Having signed a contract with the Port and Maher Terminals to utilize 25 per cent of the port’s annual capacity they are considering their options to secure more capacity as the port grows, in fact they have first refusal on any new capacity based on the ports anticipated growth.

The shipping company outlined the advantages of the Port in an article in Logistics Management, a trade paper for the world of shipping. The article was posted on the magazines website today.

COSCO ready to launch service at Port of Prince Rupert
Jeff Berman, Senior Editor Logistics Management
August 17, 2007

SECAUCUS, N.J.—The China Ocean Shipping Company (COSCO) said earlier this month that beginning during the fourth quarter of this year it will begin calling Maher Terminals new container terminal at the Port of Prince Rupert in British Columbia, Canada.

The company said it is the first ocean carrier to officially sign up with the Port of Prince Rupert, and it will provide shippers with “a major new gateway to and from the West Coast of North America and Asia,” as well as alleviate the congestion experienced by virtually all United States West Coast ports.

A COSCO spokesman told Logistics Management this initiative is a cooperative effort between Maher Terminals, the Port of Prince Rupert, and the Canadian National Railway Company (CN).
“[COSCO] have secured 25 percent of the port’s annual capacity, and have first refusal on new capacity as the port grows,” said the spokesman.” He added that importing and exporting out of the port is not new to COSCO, as they have been calling the break-bulk terminals there for several years.

Railroad collaboration:Under the terms of COSCO’s partnership with CN, the carriers will provide rail service from Prince Rupert to several North American-based markets, including Chicago, Memphis, Nashville, Detroit, Toronto, and Montreal, according to the spokesman. A COSCO statement added that this railroad partnership was created to give shippers access to CN’s on-dock, high-capacity, double-stack rail network.

According to an article in the Memphis-based Commercial Appeal published in March, CN has invested approximately $140 million in port facilities in Prince Rupert, which will provide shippers with a shorter route across the Pacific Ocean and less congestion when moving freight into various North America markets. The article added that CN expects to be annually transferring 500,000 TEUs from ships docked at Prince Rupert.

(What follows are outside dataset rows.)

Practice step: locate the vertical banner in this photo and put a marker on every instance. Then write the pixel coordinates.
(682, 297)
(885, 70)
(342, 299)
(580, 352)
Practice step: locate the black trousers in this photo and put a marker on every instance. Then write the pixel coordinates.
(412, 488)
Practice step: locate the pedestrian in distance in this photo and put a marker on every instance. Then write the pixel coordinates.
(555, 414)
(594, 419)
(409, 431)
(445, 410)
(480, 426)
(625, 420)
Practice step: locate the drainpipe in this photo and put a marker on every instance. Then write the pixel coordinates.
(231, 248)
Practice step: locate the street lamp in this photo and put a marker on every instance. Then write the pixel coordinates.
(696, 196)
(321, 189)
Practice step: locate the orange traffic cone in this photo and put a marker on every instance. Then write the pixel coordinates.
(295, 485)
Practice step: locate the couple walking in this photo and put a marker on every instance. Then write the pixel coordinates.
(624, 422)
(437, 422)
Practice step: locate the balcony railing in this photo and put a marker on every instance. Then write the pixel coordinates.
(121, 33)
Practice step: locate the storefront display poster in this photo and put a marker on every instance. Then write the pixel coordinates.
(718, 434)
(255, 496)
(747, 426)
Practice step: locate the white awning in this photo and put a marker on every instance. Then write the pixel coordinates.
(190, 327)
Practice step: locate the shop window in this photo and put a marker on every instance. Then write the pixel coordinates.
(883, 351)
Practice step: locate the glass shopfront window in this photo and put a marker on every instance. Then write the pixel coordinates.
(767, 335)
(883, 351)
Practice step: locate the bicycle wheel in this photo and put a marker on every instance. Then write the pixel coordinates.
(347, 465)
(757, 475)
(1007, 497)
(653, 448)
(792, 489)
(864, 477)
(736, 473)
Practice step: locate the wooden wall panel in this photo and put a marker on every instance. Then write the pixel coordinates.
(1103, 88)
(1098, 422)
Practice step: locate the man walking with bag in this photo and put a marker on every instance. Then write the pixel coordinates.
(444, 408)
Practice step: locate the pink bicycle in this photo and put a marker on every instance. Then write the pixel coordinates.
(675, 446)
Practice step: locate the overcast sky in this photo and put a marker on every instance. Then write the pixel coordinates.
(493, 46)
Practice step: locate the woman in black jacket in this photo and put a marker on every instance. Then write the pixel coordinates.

Transit time reduction:COSCO added that the port provides exporters and importers with the shortest route between Asia and North America and North America’s deepest port, with a 1,295-foot berth and a 55-foot draft at mean low water (MLW).

The spokesman pointed out that this “shortest route” is in regards to the shortest time to market, as opposed to sea miles/ocean transit times.“

Shortest time to market is the true measure for shippers,” said the spokesman. “ At issue is how the lack of congestion at Prince Rupert speeds getting containers in and out of the port. The congestion in Southern California is well documented, after that it’s just a question of doing the math. Time saved for delivery to many Mid West destinations can be 2-3 days faster than when containers are delayed by the congestion in Southern California.”

Along with avoiding the congestion of West Coast ports, other benefits for shippers exporting and importing out of the port, said the spokesman, include new, higher capacity equipment, and quicker clearances. He also noted that the Port of Prince Rupert is strictly intermodal, eliminating any gate congestion.